Selon la situation individuelle du salarié concerné, les parties détermineront des éventuels aménagements, notamment en matière de logiciels, ou nécessaires à l’adaptation du poste au regard du handicap reconnu du salarié.
Art. 4-2 - Sécurité informatique et Protection des données
Le salarié en télétravail s’engage à utiliser le matériel fourni et les logiciels informatiques à disposition uniquement dans l’intérêt de la société, à ne pas compromettre ce matériel et à ne pas donner d’accès à des personnes externes à l’entreprise. Le salarié en télétravail s’engage à respecter les normes de sécurité et les procédures de l’entreprise concernant la protection des données.
Le salarié doit assurer la confidentialité sur les données et toutes les informations en sa possession ou accessibles via les logiciels de l’entreprise. Il s’engage donc à tout mettre en œuvre pour garantir cette confidentialité, notamment en clôturant l’ensemble des accès aux logiciels et au matériel dès qu’il ne les utilise pas. Le service Informatique pourra être amené à demander des changements sur le matériel au collaborateur ou à installer des applications spécifiques afin d’optimiser cette confidentialité. Le salarié en télétravail doit aussi veiller à l’entière confidentialité des documents traités, qu’ils soient sous format digital ou papier.
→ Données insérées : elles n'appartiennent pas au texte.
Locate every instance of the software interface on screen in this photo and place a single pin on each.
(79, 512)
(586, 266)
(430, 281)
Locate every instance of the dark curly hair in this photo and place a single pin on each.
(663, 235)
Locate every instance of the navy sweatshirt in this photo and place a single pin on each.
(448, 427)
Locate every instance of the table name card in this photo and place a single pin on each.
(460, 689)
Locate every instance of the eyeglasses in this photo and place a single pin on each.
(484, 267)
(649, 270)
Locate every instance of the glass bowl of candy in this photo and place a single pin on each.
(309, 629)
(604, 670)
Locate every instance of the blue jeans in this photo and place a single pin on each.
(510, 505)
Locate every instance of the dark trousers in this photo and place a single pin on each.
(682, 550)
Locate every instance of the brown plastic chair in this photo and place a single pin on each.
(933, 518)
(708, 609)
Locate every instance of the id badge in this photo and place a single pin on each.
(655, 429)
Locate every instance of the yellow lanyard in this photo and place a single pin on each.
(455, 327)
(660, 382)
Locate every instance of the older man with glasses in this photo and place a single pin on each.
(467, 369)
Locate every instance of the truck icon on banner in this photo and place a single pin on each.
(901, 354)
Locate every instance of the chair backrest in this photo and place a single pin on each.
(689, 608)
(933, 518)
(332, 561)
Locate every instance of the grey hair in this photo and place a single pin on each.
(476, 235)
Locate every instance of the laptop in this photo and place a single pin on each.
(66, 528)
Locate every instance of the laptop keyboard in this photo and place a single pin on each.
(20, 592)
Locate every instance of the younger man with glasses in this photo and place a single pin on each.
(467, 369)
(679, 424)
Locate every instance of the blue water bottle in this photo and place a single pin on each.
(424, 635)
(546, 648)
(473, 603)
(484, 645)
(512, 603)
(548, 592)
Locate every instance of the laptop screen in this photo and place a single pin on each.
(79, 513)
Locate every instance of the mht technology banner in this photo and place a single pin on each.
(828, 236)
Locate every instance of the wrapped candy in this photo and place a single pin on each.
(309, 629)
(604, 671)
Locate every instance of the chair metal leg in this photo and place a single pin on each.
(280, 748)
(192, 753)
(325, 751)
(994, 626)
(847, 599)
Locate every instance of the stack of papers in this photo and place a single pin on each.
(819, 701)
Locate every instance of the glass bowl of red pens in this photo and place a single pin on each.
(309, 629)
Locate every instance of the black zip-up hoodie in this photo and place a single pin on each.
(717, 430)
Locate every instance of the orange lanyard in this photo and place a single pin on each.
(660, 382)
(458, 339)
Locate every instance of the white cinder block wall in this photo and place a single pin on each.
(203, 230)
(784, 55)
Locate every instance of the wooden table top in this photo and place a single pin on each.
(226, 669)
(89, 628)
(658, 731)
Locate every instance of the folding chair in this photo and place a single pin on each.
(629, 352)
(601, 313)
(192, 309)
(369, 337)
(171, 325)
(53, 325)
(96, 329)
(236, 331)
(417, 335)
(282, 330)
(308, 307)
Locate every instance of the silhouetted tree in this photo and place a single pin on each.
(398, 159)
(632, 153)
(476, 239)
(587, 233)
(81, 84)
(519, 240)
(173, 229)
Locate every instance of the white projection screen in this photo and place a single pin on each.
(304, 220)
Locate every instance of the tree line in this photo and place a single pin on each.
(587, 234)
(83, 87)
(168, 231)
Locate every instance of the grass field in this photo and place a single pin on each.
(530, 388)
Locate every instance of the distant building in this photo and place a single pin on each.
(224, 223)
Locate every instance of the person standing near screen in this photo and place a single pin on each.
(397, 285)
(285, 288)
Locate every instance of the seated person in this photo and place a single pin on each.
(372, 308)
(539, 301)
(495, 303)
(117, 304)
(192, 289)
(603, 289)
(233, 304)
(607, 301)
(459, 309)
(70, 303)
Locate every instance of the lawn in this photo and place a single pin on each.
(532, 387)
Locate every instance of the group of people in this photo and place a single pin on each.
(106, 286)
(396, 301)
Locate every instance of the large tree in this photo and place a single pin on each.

S’il s’avérait que le salarié en télétravail ne respectait pas ces consignes concernant la Sécurité Informatique et la Protection et la confidentialité des données de l’entreprise, la société FAAC Entrance Solutions France se réserve le droit d’envisager à son encontre les mesures disciplinaires appropriées.
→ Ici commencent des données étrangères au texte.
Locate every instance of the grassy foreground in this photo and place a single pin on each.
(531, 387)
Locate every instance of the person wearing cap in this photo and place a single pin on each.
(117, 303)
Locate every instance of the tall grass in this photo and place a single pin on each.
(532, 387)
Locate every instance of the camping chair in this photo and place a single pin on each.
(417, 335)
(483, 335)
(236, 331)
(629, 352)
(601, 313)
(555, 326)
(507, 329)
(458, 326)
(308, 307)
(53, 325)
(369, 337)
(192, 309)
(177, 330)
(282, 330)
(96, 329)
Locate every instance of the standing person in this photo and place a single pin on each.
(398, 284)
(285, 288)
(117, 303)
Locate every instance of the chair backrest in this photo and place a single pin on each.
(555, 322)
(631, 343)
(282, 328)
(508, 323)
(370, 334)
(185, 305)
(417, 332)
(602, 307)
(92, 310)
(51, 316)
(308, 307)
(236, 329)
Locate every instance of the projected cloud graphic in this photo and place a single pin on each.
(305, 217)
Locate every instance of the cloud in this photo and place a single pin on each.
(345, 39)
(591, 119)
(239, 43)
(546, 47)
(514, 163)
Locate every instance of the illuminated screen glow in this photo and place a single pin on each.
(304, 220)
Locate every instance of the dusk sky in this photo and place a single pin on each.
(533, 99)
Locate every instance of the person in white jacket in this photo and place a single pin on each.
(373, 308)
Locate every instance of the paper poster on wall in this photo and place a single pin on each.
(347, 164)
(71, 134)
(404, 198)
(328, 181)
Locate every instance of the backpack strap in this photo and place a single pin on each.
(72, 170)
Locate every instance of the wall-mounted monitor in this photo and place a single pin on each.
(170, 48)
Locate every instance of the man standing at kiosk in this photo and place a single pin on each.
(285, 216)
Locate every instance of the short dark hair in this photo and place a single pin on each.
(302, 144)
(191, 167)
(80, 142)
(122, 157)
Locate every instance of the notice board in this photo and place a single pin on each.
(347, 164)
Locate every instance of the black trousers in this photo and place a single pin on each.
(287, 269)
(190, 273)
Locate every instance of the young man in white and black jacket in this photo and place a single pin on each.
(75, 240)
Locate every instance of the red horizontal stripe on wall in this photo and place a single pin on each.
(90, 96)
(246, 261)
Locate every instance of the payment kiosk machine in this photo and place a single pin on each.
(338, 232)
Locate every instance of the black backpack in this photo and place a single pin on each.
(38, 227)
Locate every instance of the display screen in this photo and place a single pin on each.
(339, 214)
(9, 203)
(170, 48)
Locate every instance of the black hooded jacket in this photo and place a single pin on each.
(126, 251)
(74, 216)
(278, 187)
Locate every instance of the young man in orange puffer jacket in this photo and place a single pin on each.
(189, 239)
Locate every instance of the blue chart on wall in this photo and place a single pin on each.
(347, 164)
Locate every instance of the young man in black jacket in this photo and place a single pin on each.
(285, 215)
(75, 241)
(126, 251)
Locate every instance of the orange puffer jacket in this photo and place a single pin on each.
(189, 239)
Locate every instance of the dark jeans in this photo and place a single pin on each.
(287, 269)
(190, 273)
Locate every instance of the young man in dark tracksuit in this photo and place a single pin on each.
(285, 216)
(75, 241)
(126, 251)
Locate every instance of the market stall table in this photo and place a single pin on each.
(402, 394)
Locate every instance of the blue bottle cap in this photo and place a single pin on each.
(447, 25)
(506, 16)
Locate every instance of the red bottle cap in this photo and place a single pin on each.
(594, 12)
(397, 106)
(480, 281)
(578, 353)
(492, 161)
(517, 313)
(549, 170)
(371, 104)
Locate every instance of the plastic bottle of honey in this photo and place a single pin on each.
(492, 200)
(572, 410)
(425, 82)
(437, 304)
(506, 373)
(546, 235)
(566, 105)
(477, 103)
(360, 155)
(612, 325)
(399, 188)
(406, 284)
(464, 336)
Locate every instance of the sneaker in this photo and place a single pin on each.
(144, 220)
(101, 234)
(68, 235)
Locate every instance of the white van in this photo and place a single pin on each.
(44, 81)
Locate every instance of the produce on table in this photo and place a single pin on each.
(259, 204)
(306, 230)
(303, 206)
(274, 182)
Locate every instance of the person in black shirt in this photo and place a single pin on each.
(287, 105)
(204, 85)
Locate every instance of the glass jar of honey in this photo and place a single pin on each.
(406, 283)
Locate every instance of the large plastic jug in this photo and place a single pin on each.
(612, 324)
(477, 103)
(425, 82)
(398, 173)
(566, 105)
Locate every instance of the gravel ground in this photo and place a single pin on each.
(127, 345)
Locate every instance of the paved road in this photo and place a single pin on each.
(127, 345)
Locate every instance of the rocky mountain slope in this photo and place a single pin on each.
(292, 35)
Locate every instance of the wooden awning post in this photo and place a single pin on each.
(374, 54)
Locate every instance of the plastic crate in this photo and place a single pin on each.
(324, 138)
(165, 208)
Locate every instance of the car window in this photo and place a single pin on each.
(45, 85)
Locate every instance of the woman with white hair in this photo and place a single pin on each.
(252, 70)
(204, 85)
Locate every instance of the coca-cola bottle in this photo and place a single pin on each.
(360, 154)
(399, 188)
Art. 4-3 - Entretiens des équipements
Le salarié s’engage à prendre soin du matériel qui lui est fourni et à l’utiliser dans les meilleures conditions possibles. En cas de panne ou de mauvais fonctionnement des équipements de travail, le télétravailleur doit en aviser immédiatement l'entreprise en créant un ticket auprès du service informatique via le site IDTS Helpdesk du groupe FAAC : https://helpdesk.faacgroup.com/
Art. 4-4 - Conformité des installations
Préalablement à la mise en place du télétravail, le salarié attestera sur l’honneur que les installations électriques et la connexion internet du lieu dans lequel il exercera son télétravail sont conformes et adaptées au télétravail, et qu’il est couvert par son assurance dans le cadre du télétravail. Par ailleurs, le CSE pourra dresser les conditions de compatibilité de l’espace de travail dont doit disposer le salarié. Il pourra s’assurer, si nécessaire, de la qualité des conditions d’exercice de l’activité au lieu de télétravail des salariés : dans ce cadre, il pourra se rendre directement sur le lieu du télétravail, après accord du collaborateur concerné.
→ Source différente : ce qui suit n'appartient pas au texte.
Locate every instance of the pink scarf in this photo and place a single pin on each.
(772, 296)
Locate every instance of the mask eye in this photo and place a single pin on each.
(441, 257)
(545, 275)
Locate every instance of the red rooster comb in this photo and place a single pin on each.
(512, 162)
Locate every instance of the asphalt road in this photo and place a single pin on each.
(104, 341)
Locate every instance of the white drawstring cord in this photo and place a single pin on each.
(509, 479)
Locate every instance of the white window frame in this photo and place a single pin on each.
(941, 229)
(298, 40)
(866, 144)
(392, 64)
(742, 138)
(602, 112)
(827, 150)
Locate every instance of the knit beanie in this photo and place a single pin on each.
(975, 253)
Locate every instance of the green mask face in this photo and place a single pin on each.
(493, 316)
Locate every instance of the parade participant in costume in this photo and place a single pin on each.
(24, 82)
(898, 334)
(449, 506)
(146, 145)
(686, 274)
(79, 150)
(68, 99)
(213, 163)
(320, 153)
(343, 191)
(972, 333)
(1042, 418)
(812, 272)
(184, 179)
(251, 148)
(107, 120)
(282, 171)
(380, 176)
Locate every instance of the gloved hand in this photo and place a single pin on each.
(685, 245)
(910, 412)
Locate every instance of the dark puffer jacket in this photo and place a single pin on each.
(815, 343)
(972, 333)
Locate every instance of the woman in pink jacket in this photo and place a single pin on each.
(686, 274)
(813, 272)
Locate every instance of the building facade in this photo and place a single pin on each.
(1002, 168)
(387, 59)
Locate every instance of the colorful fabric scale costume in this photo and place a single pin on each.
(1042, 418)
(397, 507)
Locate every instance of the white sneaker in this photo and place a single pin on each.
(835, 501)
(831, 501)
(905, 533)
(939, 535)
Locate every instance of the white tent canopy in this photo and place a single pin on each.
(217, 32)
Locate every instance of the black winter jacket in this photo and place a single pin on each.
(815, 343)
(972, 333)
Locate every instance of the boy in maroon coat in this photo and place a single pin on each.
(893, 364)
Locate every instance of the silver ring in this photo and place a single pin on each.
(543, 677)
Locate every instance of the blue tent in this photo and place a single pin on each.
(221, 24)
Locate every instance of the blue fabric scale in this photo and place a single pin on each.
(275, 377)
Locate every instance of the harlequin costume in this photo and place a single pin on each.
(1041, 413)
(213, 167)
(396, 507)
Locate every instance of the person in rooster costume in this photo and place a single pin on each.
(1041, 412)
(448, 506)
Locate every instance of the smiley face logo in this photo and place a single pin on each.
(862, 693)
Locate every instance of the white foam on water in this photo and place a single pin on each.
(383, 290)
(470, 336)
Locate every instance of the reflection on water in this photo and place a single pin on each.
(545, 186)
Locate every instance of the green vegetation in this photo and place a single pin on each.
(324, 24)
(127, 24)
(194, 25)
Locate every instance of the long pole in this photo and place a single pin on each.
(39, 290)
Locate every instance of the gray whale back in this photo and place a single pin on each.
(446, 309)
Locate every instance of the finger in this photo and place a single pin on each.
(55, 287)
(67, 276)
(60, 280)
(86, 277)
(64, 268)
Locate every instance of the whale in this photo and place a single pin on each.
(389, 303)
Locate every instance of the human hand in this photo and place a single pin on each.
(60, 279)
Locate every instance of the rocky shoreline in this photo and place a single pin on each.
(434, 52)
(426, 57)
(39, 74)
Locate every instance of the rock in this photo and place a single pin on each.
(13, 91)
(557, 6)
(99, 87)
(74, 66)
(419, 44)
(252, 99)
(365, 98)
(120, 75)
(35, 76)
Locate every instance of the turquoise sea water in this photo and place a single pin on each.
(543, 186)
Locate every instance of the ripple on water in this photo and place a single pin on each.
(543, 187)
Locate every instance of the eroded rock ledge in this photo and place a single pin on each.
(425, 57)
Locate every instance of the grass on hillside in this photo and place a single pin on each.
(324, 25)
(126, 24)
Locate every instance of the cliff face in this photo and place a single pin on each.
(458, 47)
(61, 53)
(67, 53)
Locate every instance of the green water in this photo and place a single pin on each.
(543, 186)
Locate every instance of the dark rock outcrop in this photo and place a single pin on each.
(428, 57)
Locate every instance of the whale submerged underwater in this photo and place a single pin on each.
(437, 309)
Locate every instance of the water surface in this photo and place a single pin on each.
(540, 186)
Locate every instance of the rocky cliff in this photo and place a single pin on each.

Article 5. Droit à la déconnexion
Dans certaines situations de travail, et plus particulièrement en télétravail, l’utilisation des nouvelles technologies d’information et de communication (NTIC) donne au salarié plus d’autonomie et de souplesse dans l’organisation de son temps de travail, mais les obligations contractuelles doivent impérativement continuer à être respectées, telles que les durées maximales de travail, le temps de repos, ou encore le respect de la vie privée.
Le droit à la déconnexion a pour objet de réguler l’utilisation des outils numériques afin d’assurer le respect des temps de repos et congé des salariés de FAAC Entrance Solutions France, mais aussi de leur vie personnelle et familiale et de préserver leur santé physique et mentale. Dans le cadre du droit à la déconnexion chez FAAC Entrance Solutions France, les horaires de connexion du salarié doivent impérativement :
respecter le cadre légal du nombre d’heures de travail maximum par jour
respecter les horaires contractuels du salarié
se limiter aux horaires d’ouverture de l’entreprise.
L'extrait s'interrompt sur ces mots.